= John Khetsuriani =

Georgian lawyer (born 1951)

John Khetsuriani (ჯონი ხეცურიანი; born 23 November 1951) is a Georgian lawyer.

Khetsuriani was born in Lailashi, in the Tsageri region. He received his secondary education in Kutaisi, before graduating from Tbilisi State University in law and economics. He undertook post-graduate studies at the Georgian Academy of Sciences, before defending a thesis at the Kharkov Law Institute on the "Significance of Moral Rules in Civil Law" in 1977.

In 1990, Khetsuriani was appointed the first Deputy Minister of Justice in the new Republic of Georgia, and went on to serve as Minister of Justice from 1990 to 1992. In 1992, he became Assistant Professor at Tbilisi State University, and was appointed Professor at that institution in 1994 after his successful defence of his doctoral thesis on the "Functions of Civil Law".

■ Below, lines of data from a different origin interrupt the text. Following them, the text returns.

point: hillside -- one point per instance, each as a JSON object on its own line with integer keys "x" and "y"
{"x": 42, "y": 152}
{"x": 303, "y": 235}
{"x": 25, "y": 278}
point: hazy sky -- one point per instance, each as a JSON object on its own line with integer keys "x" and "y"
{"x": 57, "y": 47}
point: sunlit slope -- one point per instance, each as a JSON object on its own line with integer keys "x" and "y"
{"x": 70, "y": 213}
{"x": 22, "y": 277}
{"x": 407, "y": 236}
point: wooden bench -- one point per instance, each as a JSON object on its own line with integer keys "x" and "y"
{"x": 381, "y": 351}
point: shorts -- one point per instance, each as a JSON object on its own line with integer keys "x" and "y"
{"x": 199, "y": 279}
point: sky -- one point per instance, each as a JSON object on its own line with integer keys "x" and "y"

In 1995, Khetsuriani returned to political life, becoming Parliamentary Secretary to the President of Georgia, and serving again as Minister of Justice from 1999 to 2000, before returning to his secretaryship from November 2000 to July 2001. From 1999 to 2000, he was also a member of the National Security Council of Georgia, a member of the Council of Justice of Georgia and a member of the Consultative Economic Council.

Khetsuriani is the author of numerous scientific works, including 6 books on civil law, constitutional law and criminal law issues. He was awarded the Laureate of the Union Youth Award in the scientific field in 1982.

Khetsuriani actively participated in the investigation of the tragedy of 9 April 1989. He was a co-author of the Act on the Restoration of State Independence in 1991, and participated in the drafting of the Constitution of Georgia and the Civil Code of Georgia. He acted as a member of the State Constitutional Commission.

He is also a member of the Dissertation Council and of the Presidium of the Scientific Council of Learned Experts at Tbilisi State University. He was awarded the special title of the Chief State Counsellor of Justice, the Judge Class Rank of the Higher Qualification Grade.

On 6 July 2001, Khetsuriani was appointed a member of the Constitutional Court of Georgia by the President of Georgia and on 10 July 2001, he was unanimously elected the President of the Constitutional Court by the Plenum of the Court.

On 25 December 2001, he was elected a Corresponding member of the Georgian Academy of Sciences.

Khetsuriani is married and has a son.